Research done by Roger Ulrich, professor at Texas A&M University’s College of Architecture, and Clare Cooper, Professor Emerita in the Department of Architecture and Landscape Architecture at the University of California, Berkeley, found viewing certain types of nature and garden scenes can significantly affect and diminish stress levels, sometimes as quickly as within five minutes. When observing similar scenes for longer periods, studies have shown that patient stays and pain medication intake are reduced.
“Well-designed hospital gardens not only provide restorative and pleasant nature views, but also can reduce stress and improve clinical outcomes through other mechanisms such as increasing access to social support and providing opportunities for positive escape from stressful clinical settings,” Professor Ulrich said.
Over the past 10 years, DC+A has worked closely with University of Florida – Gainesville and Dr. C. Craig Tisher, former Dean of the UF College of Medicine, to develop and restore the campus’s Wilmot Gardens, located next to the Shands Medical Plaza and Judith and Jerry Davis Cancer Pavilion on UF’s campus. The gardens, which were originally built in 1946, span five acres and serve as a peaceful place where students, faculty, patients, and their families can engage with nature.
The Gardens have seen dramatic changes over the past decade, stemming from the original Masterplan DC+A designed in 2007. The addition of the new Wilmot Gardens Greenhouse and the Community Lawn, which hosts UF’s College of Medicine Hippocratic Oath Ceremony, serve as meaningful locations dedicated to the future of medicine and horticultural therapy. UF recently started a new curriculum based upon the changes made to Wilmot Gardens; the Therapeutic Horticulture Certificate Program began in 2015 and is facilitated in the Greenhouse. Patients also have the opportunity to participate in a rehabilitative program within the garden’s Greenhouse.

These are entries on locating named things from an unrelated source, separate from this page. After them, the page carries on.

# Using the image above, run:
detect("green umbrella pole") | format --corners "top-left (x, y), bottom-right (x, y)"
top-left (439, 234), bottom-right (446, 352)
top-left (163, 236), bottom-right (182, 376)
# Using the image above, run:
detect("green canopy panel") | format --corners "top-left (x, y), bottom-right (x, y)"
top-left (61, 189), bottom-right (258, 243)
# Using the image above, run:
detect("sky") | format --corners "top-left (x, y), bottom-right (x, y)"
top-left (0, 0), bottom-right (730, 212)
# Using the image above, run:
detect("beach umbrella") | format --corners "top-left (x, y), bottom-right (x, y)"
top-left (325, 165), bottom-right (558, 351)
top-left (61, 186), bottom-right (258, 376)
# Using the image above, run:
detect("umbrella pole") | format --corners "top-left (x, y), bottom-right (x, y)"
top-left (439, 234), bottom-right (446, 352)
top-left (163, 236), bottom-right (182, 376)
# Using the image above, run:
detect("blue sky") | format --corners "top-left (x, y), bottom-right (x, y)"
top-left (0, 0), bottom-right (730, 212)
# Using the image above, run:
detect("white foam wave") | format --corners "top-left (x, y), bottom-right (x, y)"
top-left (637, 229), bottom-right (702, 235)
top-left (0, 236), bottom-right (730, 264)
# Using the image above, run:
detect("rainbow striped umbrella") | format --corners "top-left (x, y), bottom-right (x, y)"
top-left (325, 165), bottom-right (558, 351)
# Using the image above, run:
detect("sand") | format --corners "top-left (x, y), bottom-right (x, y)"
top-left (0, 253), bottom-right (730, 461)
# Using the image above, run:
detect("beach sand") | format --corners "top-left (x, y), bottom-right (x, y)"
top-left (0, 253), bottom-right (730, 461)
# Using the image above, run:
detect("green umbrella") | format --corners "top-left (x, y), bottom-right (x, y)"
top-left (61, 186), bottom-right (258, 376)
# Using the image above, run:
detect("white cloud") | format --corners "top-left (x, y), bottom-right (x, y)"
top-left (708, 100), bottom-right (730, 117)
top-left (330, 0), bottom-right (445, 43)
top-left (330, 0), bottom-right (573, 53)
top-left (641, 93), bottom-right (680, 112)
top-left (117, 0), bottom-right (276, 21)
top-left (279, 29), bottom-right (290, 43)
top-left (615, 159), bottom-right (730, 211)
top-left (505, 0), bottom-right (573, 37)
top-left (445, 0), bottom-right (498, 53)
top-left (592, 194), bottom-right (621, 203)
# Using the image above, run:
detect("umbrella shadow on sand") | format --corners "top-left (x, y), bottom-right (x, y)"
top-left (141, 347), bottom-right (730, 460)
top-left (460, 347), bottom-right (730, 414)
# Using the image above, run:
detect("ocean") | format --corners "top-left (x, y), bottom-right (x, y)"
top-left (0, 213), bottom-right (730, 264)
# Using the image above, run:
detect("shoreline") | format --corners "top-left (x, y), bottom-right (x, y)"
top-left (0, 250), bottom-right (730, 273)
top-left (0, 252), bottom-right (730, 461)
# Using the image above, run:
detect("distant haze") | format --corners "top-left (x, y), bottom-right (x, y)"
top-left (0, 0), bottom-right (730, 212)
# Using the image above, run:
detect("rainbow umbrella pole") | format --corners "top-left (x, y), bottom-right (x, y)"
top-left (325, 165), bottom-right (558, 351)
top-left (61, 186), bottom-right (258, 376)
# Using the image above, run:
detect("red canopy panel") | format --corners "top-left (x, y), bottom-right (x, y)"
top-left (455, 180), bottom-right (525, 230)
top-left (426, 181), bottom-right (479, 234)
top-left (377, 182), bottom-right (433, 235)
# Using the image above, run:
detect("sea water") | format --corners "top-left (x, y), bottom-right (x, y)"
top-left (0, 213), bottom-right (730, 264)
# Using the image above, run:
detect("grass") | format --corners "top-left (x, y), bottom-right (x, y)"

The most recent addition to the Garden’s restoration is the installation of the Chapman Healing Garden, which is expected to be complete by August 2016. The Healing Garden will be a beautiful, yet comfortable setting that will feature a curve-linear winding path for relaxed walking and shaded by over 50 Japanese Maple trees, as well as a beautiful array of Camellias. A quiet, calm fountain garden awaits visitors in the middle of a secluded and tranquil destination. The Garden is specifically designed to be therapeutic and stress-reducing for patients, staff, families, and other visitors who seek out the peace and tranquility of the garden.
We are excited for the future of Wilmot Gardens and the development of the new Chapman Healing Garden! Our passion lies in creating opportunities for people to discover and interact with quality outdoor spaces.